LLM powered development for Neovim

llm.nvim is a plugin for all things LLM. It uses llm-ls as a backend.

This project is influenced by copilot.vim and tabnine-nvim

Formerly hfcc.nvim.

demonstration use of llm.nvim

[!NOTE] When using the Inference API, you will probably encounter some limitations. Subscribe to the PRO plan to avoid getting rate limited in the free tier.

https://huggingface.co/pricing#pro

Features

Code completion

This plugin supports "ghost-text" code completion, à la Copilot.

Choose your model

Requests for code generation are made via an HTTP request.

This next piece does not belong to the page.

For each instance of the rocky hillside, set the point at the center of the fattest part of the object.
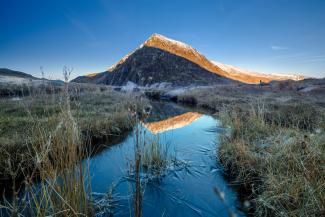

You can use the Hugging Face Inference API or your own HTTP endpoint, provided it adheres to the APIs listed in backend.

Always fit within the context window

The prompt sent to the model will always be sized to fit within the context window, with the number of tokens determined using tokenizers.

Configuration

Backend

llm.nvim can interface with multiple backends hosting models.

You can override the url of the backend with the LLM_NVIM_URL environment variable. If url is nil, it will default to the Inference API's default url

When api_token is set, it will be passed as a header: Authorization: Bearer <api_token>.

llm-ls will try to add the correct path to the url to get completions if it does not already end with said path. You can disable this behavior by setting disable_url_path_completion to true.

Inference API

backend = "huggingface"

API

  1. Create and get your API token from here https://huggingface.co/settings/tokens.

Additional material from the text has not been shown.